Meanwhile, unable to resume sleep after such a harrowing nightmare, the giantess had roused herself and plucked her black cat, Lucifer, off the windowsill to lend herself a bit of comfort. She had just drawn the curtains to feast her eyes on the grimy, grey fog of Doubt, when she detected motion at the far yard-gate. Her eyes narrowed to angry slits as she watched one emaciated prisoner join another in hanging all his weight on a large shiny key. Then she saw the key turn and heard the lock squeak. Dropping the cat in alarm, she snatched the covers off Despair, kicked him soundly on his goose-bumped bottom and shrieked wildly, "Despair! Despair!"
"Hmmm?" he mumbled through clenched eyes as he sent a hairy paw in search of his lost comforter.
"Wake up!" she screeched into his hairy ear. "Do you hear me? Wake up this instant!"
"What do you want, wench?" he growled, cracking one bleary eye and scowling angrily from the depths of his hangover.
"How many times must I tell you not to let the prisoners out to exercise in the open air?" she shouted furiously. "If I've told you once, I've told you a hundred times! Sunshine and exercise are tools of the enemy and only serve to increase the prisoner's health and lift their spirits!"

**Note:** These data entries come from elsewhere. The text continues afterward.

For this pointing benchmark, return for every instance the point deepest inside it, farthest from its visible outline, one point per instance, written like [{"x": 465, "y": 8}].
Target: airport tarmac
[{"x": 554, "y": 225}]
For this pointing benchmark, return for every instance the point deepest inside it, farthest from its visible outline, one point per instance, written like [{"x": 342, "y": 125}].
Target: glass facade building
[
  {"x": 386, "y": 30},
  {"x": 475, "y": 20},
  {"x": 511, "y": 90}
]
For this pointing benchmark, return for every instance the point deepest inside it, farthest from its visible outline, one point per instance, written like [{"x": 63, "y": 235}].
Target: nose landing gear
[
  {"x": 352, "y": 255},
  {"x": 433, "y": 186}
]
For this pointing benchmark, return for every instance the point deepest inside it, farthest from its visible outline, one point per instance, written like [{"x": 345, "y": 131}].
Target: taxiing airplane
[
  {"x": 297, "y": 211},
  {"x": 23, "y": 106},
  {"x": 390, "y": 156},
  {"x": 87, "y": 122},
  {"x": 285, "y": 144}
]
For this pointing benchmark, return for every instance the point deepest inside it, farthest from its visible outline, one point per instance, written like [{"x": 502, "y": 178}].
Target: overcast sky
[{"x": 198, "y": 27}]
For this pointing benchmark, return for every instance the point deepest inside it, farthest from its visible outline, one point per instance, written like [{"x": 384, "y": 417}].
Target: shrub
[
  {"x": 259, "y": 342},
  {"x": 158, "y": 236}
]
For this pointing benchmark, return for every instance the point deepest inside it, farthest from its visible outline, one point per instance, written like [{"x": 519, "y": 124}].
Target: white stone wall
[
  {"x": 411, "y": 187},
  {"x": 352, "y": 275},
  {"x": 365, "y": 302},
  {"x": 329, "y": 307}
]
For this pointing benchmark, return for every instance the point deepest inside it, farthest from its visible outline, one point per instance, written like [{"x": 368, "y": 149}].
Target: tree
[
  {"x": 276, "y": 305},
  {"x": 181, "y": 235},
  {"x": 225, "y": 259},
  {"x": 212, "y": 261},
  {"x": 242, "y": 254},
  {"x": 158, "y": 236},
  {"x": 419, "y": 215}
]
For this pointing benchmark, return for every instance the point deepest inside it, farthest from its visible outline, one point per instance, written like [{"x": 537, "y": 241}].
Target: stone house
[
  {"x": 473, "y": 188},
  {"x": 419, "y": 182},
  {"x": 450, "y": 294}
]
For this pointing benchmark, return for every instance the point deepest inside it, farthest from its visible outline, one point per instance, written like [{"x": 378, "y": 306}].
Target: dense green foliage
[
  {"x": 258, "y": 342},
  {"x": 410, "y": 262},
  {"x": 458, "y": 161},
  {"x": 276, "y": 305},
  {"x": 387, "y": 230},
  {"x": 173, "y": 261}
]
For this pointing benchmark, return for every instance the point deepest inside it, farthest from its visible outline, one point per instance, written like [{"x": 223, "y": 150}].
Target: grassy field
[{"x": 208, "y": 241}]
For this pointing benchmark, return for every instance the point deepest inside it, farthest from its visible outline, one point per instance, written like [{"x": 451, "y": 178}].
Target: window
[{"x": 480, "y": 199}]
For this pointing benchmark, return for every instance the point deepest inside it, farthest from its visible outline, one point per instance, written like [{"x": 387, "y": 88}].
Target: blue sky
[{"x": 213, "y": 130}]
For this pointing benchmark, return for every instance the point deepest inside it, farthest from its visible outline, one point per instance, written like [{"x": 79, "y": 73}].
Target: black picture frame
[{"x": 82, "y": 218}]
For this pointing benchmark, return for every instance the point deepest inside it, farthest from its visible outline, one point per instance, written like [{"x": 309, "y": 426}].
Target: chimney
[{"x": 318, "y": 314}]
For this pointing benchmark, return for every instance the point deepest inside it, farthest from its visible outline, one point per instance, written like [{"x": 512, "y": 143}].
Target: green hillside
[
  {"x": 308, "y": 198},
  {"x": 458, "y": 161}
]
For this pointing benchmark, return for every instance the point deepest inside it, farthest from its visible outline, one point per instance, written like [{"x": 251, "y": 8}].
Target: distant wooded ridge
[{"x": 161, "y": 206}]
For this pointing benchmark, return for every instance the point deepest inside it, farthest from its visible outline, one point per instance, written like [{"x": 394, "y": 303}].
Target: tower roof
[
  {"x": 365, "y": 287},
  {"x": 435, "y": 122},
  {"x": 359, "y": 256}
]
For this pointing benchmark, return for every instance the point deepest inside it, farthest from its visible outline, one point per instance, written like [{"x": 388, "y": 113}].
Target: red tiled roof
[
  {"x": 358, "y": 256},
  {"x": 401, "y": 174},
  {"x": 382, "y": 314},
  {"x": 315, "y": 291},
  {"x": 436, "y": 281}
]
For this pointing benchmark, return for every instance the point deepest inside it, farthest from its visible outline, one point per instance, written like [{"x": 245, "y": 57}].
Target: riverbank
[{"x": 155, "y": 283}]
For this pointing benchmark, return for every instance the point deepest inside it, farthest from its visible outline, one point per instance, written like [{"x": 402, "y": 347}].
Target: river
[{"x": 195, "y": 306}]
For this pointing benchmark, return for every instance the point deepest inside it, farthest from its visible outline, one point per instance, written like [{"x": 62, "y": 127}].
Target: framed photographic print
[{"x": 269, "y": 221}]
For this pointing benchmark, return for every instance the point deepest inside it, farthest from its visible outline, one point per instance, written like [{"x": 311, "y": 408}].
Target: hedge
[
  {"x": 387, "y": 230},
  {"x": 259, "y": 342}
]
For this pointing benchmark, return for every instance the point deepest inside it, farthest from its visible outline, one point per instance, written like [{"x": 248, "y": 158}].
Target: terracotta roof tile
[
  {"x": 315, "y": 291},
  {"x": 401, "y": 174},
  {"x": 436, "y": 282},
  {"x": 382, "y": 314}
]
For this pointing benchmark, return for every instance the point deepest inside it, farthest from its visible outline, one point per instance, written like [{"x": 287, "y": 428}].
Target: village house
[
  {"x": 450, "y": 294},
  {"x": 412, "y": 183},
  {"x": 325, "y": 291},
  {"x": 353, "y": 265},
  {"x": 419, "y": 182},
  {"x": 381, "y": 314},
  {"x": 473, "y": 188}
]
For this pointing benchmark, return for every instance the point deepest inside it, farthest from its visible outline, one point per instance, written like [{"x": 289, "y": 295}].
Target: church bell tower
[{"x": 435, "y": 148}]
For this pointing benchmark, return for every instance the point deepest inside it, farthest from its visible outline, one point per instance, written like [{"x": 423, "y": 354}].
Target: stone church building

"What are you talking about, wife!" protested Despair, indignant to be the target of such a base accusation. "Me never lets me prisoners out into the open air. Sunshine be the death of me and my power over them!"
"Well then," squawked she, "why are those two scrawny pilgrims out? And why does one of them have a great big, shiny key that fits into your outer gate?"
"What!" He snorted in utter disbelief.
"Look for yourself," she screeched, drawing aside the curtains.
"You be crazy!" he bellowed as he finally sat up in bed and rubbed bleary eyes with hands still greasy from his last feast. "Stark raving crazy!"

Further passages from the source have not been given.